Il salafita Sheikh Abu Ismail Yayah al-Wadi’e ha affermato che non ci sono barricate degli Houthi sulle colline che dominano Damajj, dicendo che quella che c’è ora è solo una tregua temporanea per poi porre fine al conflitto.

Alwadi’e ha detto agli osservatori che gli Houthi e i Salfi si sono detti soddisfatti e ha chiesto loro di rimuovere le barricate vicino Damajj, ma ha anche detto che ci sono ancora alcune barricate sulla montagna di Sana’at che domina Damajj oltre a quelle della zona di al-Mashraha.

Al-Wadi’e ha chiesto affrontare il problema alla radice, eliminando i gruppi armati che stazionano sulle montagne che sovrastano Damajj per contenere il problema, assicurando che non hanno alcuna intenzione di combattere.

Intanto il portavoce dei salafiti a Damajj, ha negato l’annuncio del Governatore, dalle colonne dell’agenzia di stampa yemenita Saba, sulla fine della tensione a Saada.

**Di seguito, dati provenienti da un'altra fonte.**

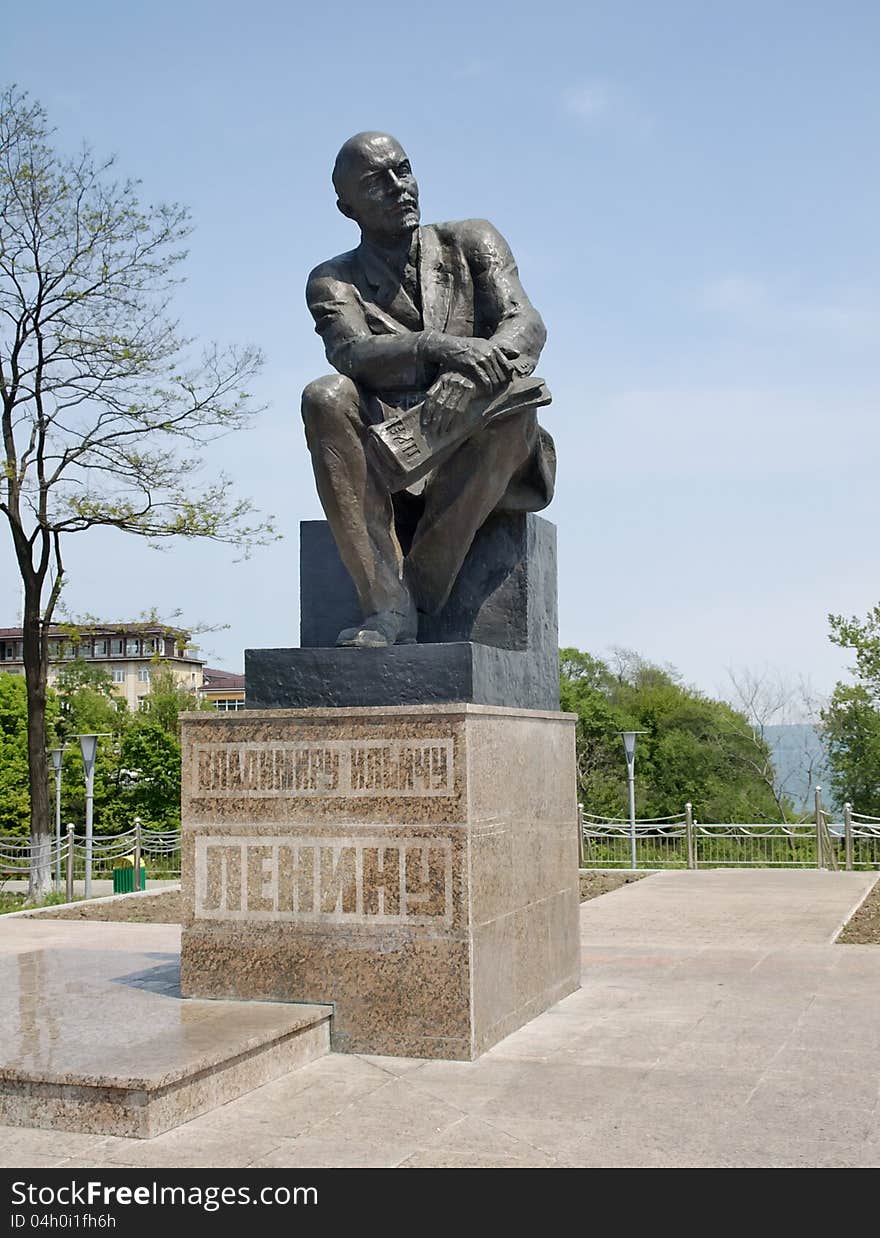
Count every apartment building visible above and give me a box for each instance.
[0,623,204,709]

Il portavoce ha detto che la notizia sulla fine delle tensioni a Damajj non è vera poiché gli Houthi sono ancora sulle montagne di Damajj, e dirigere le loro armi pesanti contro la città, sottolineando che le tensioni continueranno finché gli Houthi resteranno sulle montagne. In un incontro legato a questi eventi, la riunione di Ahl al-Sunna, le tribù di Hilf al-Nusra hanno avvertito del crescente prepotere degli Houthi a Saada e nelle zone limitrofe. Le tribù hanno anche avvertito gli Houthi delle possibili ritorsioni per le aggressioni subite a Sana’a e a Damajj, visto che li ritengono responsabili per tutto lo spargimento di sangue e il settarismo da loro scatenata. La riunione ha chiesto l’intervento del governo di riconciliazione per mantenere la sicurezza nelle regioni di Saada, Sofian e nelle zone limitrofe.